Though it's reasonably impressive, the recovery isn't as strong as it could or should be thanks to sand in the wheels like SarBox, Reg FD, and the like.

One way to look at the health of the economy is to view where we are compared to previous business cycles. Real hourly wages are up 1.1 percent versus the previous business cycle peak in early 2001.

That directly contradicts the chart that Brendan quotes above. Okay, I can see how if you take the September chart and add the Treasury report's 0.5% October wage growth and 1% November wage growth, you go from -.5% to +1.1%. But could the same two months have taken the 1991-1995 growth from +2.9% to -2.1%? If that's possible, these comparisons have no meaning.

Is there any weaseling in Bush's numbers? For example, the 2001 business cycle peak was in March. Comparing November to March, I'd think you should do a seasonal adjustment. But I know Bush would do the raw numbers if it made him look good.

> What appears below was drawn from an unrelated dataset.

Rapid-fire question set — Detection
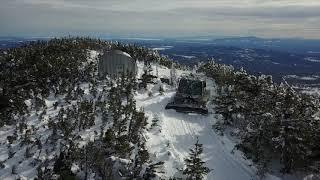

I think all the numbers are seasonally adjusted. Speculating, I think the explanation for the discrepancy Noumenon mentions above may be that the number of hours worked and number of jobs recovered better in the 1991-1995 period even if wages took longer to push up. See, for instance, this post from March on how poor job growth has been in this recovery.

Ah! Income versus wages. That clears up the contradiction, at least.